No se oponían, no -¡qué iban a oponerse!-, a las reformas que el joven revolucionario propugnaba; lo que hacían es irlas siempre difiriendo. Y más que por otra cosa, por haraganería. Faltábales tiempo, que lo necesitaban para hacer cálculos y más cálculos sobre el escalafón del Cuerpo, para leer los periódicos y para pedir recomendaciones para sus hijos, yernos y nietos. Y para jugar al dominó o al tute además. La haraganería y la rutina eran allí, como en todas partes, el mayor obstáculo a todo progreso.
Harto el joven de que le oyeran y le diesen la razón, sin hacerle más caso, amenazóles un día con echar abajo todos los volúmenes, para obligarlos así a reordenarlos debidamente.
– ¡Ah, eso sí que no! -exclamó, indignado, el materialista-. Con amenazas, ¿eh, mocito? ¡Pues ahora sí que no se les toca a los libros!
– ¡Pues no faltaba más! -agregó el lingüista-. A buenas se logra todo con nosotros; pero lo que es a malas…
– Pero es que voy perdiendo la paciencia… -argüyó el joven.
– Pues no perderla -le contestó el materialista-. ¿Qué se ha creído usted, que eso era cosa de coser y cantar? Hay que meditar mucho las cosas antes de hacerlas…
– ¿Meditar? -dijo el revolucionario-. Será sestear…
Y la discusión acabó de mala manera y muy satisfechos los dos viejos de tener un pretexto para seguir no haciendo nada. Porque eso de «a mí no se me viene con imposiciones y malos modos» es el recurso a que apelan los que jamás atienden a razones moderadas ni están nunca dispuestos sino a no hacer caso.

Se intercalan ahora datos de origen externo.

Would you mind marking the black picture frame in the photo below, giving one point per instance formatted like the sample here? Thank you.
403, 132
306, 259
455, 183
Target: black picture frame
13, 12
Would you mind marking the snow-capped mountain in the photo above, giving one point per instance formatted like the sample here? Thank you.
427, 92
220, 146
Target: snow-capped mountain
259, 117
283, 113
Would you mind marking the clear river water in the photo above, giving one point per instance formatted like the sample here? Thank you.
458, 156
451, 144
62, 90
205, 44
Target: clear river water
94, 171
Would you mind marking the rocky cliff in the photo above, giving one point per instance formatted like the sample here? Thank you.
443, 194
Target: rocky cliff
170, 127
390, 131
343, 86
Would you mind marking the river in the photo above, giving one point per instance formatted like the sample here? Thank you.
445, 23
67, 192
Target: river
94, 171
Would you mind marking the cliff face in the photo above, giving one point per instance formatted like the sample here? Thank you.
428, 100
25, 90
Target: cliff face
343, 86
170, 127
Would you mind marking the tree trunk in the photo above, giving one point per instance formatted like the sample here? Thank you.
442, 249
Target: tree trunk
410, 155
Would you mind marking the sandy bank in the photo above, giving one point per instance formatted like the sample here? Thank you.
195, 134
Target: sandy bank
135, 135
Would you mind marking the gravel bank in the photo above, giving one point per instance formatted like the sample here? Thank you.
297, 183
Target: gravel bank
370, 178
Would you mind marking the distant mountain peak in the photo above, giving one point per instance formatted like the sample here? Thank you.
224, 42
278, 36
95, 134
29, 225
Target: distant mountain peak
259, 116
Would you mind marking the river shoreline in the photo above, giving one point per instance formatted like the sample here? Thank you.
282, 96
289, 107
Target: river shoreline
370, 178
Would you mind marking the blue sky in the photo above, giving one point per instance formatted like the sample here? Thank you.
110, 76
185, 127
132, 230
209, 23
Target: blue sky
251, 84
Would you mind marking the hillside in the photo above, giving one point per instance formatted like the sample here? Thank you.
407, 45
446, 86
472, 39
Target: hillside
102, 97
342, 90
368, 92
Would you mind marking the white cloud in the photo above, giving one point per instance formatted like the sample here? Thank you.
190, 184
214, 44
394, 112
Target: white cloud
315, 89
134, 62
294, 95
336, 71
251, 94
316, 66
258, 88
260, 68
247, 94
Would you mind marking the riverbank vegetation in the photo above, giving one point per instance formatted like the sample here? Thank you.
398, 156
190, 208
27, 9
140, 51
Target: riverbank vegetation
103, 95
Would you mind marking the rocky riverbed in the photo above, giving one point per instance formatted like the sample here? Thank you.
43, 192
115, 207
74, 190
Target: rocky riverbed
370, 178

Y un día sucedió una cosa pavorosa, y fue que el joven bibliotecario, harto de la senil tozudez de aquellos dos megaterios humanos, aburrido de su indomable voluntad de no salirse de la rutina y del balduque, fue y empezó a echar todos los libros por el suelo. ¡La que se armó, cielo santo! Iban rodando por el suelo, en medio de una gran polvareda, mamotreto tras mamotreto; los incunables se mezclaban con los miserables folletos en rústica; aquello era una confusión espantosa. Un tomo de una obra yacía por acá, y tres metros más allá otro tomo de la misma obra. Los dos viejos quedaron aterrados. Y tuvo el joven que comparecer ante el Consejo Superior del Cuerpo de Bibliotecarios a dar cuenta de su acto.